Let us take the five elements, one by one. The living being has the first one, the earth, as its base. Water, the second, is the basis for the earth. Water is produced from fire, the third element, and fire itself emanates from the wind (vayu), which is the fourth. Wind arises from ether (akasa). Ether emerges from the primal nature, and the primal nature is but the manifestation of one aspect of the majesty of God, or the supreme sovereign atma (Paramatma).

Seeking to reach that supreme atma, the source and core of the universe, the individual (jivi), who has entangled himself in the elements, must overcome the bonds one by one, by discrimination and steady practice of detachment. One who does this is a spiritual aspirant, and one who wins in this struggle is liberated even while alive is a jivan-mukta.

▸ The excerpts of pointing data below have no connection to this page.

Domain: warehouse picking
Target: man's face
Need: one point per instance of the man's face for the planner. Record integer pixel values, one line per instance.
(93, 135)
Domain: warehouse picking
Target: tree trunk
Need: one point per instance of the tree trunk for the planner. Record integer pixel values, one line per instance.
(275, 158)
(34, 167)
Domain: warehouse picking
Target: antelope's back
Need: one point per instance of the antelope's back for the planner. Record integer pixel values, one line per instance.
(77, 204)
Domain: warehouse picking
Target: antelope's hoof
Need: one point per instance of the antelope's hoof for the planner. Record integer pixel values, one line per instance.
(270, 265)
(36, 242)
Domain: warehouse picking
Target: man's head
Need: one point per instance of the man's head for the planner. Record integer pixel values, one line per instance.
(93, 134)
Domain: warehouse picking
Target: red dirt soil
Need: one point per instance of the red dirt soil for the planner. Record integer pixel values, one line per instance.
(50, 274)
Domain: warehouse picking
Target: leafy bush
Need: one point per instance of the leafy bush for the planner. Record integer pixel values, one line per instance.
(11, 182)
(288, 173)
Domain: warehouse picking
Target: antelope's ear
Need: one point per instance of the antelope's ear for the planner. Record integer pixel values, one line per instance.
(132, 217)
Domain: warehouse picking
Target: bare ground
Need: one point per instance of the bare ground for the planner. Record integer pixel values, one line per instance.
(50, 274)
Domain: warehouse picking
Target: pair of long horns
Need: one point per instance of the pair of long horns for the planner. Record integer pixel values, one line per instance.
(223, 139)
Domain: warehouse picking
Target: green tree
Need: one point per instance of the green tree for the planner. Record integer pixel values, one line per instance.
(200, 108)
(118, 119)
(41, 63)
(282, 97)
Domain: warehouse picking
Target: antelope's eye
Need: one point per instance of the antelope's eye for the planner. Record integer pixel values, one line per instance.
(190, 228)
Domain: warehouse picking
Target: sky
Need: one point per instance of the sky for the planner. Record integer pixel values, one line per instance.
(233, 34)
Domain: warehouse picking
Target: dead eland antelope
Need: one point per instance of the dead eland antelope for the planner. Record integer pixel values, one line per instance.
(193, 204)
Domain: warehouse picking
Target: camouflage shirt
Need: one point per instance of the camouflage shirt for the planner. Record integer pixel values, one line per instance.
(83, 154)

The human eye cannot delve into the microcosm or the macrocosm. It cannot read the mystery of the virus or the atom or the stellar universe. Therefore, scientists supplement the eye with a microscope and telescope.

Similarly, sages can experience Divinity through the eye of knowledge gained by following the dharma of moral conduct and spiritual discipline.

When the human eye needs an extraneous instrument to observe even the insignificant worm and virus, how can a person refuse to go through the process of mantra [spiritual formula] to see the omnipresent transcendent Principle? It is very hard to acquire the eye of wisdom. Concentration is essential for it. And, for concentration to develop and stabilize, three things are very important: purity of consciousness, moral awareness, and spiritual discrimination.

Upanishad Vahini, Disc. 1

The atma is beyond sound, touch, form, taste, and smell (shabda, sparsha, rupa, rasa, and gandha), it knows no end. The senses are object-bound and outward-bound. The atma is the prime instrument for all activity and knowledge, the inner motive-force behind everything. This delusion of manifoldness, variety, and multiplicity must die. It is born of ignorance (a-jnana). The “many” is a mirage caused by “circumstances”. The feeling that you are separate from the One is the root of all this seeming birth and death through which the individual appears to go.

Upanishad Vahini, Disc. 3

The ignorant can never grasp the fact of atmic immanence. Those who are conscious can see things and feel their presence. Those who have lost awareness will search for the lost jewels, even though they wear them at the moment. Though one may know all things, one conceives the a atma as existing in some unapproachable, unreachable place on account of loss of consciousness. But the wise person, who is aware, sees the atma in all beings and sees all beings as atma. The wise person sees all beings as the same and perceives no distinction or difference. So, the wise person saves themself from duality.